À Modène, chaque année, il organise des concerts de bienfaisance. Sous l'appellation Pavarotti & Friends, il invite ainsi des pointures internationales comme Elton John, Sting, George Michael, Barry White, Céline Dion et même Patricia Kaas ou encore les Spice Girls.

Avec Bono, il enregistre Miss Sarajevo, au moment de la guerre en Bosnie. Bono qui lui rend un hommage vibrant : « Il y a des gens qui chantent de l'opéra, Luciano Pavarotti, lui, était l'opéra. »

Don divin

Après quarante-cinq années au service de l'art lyrique, le maestro décide de programmer sa tournée d'adieux. Mais en 2005, souffrant, il doit annuler des dates. Officiellement, en raison d'une hospitalisation pour douleurs lombaires. Opération réussie, prétendent les communiqués. Cependant, une nouvelle infection vient compromettre les prochains concerts. En 2006, terrible nouvelle : Luciano vient de subir l'ablation d'une « masse pancréatique maligne ». Ses jours sont comptés...
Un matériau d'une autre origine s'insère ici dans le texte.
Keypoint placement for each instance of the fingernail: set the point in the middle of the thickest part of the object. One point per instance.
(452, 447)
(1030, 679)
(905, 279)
Hospitalisé à Modène, le 9 août dernier, le chanteur à la voix d'or rend son dernier souffle le 6 septembre, dans sa villa, à l'âge de 71 ans. Trois jours plus tard, dans la cathédrale de Modène, tout proche du cercueil recouvert de tournesols, se tiennent ses trois filles nées d'un premier mariage, Nicoletta, son épouse depuis décembre 2003 ( une belle histoire était née quelques années auparavant entre le ténor et sa secrétaire de trente-quatre ans sa cadette ) et la petite Alice, fruit de son amour pour Nicoletta. Alice qu'il voulait voir grandir, quitte à tout arrêter.
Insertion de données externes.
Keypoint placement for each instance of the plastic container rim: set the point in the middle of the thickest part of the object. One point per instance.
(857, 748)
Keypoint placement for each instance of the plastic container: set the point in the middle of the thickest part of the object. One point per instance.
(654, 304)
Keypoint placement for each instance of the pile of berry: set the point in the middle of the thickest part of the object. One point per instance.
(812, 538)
Comme les proches autour du défunt, Nicoletta et les quatre filles du maître, très émues, ont écouté le message de condoléances du pape Benoît XVI soulignant que Pavarotti avait « honoré le don divin de la musique au travers de son extraordinaire talent d'interprète ». Puis, en larmes, la soprano Raina Kabaivanska a chanté l'Ave Maria de Verdi, tandis qu'un peu plus tard, le ténor Andrea Bocelli interprétait l'Ave Verum Corpus de Mozart.

Le lendemain, une procession sillonnait la ville d'où la voix du maître Luciano Pavarotti avait pris son envol pour enchanter le monde entier.